鈴:「やりました! もうすぐ夢の一万Hit! みなさんの応援のおかげです!!」
朱音(以後朱):「と言う訳で座談会です」
鈴:「どう繋がってんだよ。ていうか刹那は?」
朱:「今日は眠いからパスだそうだ」
鈴:「何なんだあいつ……」
朱:「まあ、代わりに私が相方を務めるよ」
鈴:「よ、よろしくお願いします。じゃあ、なんについて話す?」
朱:「この作品そのものについて」
鈴:「OK。この狐火は僕が作った四つ目の作品」
朱:「残りの作品は?」
鈴:「断片的なのが残ってるだけでぜんぜんできてない」
朱:「あっ、そう」
鈴:「一作目は少々欲張ってSFもファンタジーもとにかく思いついたものをどんどん入れたんだっけ」
朱:「もともと私はその作品の主役だった。

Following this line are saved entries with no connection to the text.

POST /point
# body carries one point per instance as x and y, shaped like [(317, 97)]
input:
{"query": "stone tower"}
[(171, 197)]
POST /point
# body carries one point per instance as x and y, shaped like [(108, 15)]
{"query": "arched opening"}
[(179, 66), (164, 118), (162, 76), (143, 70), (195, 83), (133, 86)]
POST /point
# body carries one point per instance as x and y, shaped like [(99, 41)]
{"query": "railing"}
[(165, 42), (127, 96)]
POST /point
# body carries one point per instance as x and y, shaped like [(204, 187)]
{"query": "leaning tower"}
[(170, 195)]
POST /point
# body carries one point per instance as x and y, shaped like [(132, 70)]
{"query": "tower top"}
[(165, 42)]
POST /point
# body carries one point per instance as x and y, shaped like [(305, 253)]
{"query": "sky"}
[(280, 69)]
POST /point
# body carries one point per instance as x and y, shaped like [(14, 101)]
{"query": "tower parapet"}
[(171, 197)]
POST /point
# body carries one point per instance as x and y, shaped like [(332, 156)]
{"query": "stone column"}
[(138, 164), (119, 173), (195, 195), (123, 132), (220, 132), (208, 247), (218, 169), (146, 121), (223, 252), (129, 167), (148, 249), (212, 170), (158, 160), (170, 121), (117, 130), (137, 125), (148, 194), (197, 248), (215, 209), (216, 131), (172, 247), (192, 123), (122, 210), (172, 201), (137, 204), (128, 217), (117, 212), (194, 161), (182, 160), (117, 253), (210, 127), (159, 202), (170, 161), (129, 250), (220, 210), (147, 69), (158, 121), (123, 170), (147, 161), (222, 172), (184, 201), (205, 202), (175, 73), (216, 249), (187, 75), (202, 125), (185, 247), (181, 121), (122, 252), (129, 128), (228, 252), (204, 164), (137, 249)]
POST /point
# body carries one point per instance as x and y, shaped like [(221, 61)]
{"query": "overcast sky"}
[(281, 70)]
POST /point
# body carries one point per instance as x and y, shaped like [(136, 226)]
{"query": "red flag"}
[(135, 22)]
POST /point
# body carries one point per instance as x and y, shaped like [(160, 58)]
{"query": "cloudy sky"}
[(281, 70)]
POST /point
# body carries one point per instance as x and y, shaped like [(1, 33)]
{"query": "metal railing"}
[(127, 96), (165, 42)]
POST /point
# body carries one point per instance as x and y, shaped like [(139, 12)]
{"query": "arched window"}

ちなみに私たちが主役として活躍してたはずの作品は今後出す予定あるのか?」
鈴:「ない。はっきりいって中学の頃のは全部恥ずいから」
朱:「そうか……」
鈴:「では、みなさんそろそろ……って朱音なんだその物騒な釘つきバット」
朱:「いやなあに、作者に旅立ってもらうのさ」
鈴:「……どうして?」
朱:「その上で私がこの作品をを乗っ取る!! 私が活躍しないならお前はいらん!」
鈴:「うわ! 落ち着け。まて、お前性格変わってる! それに、俺が死んだらお前たちはああああ!」
逃げ出す作者。それを追いかける朱音。しばらくしてグシャっという音がしてカーテンが閉まる。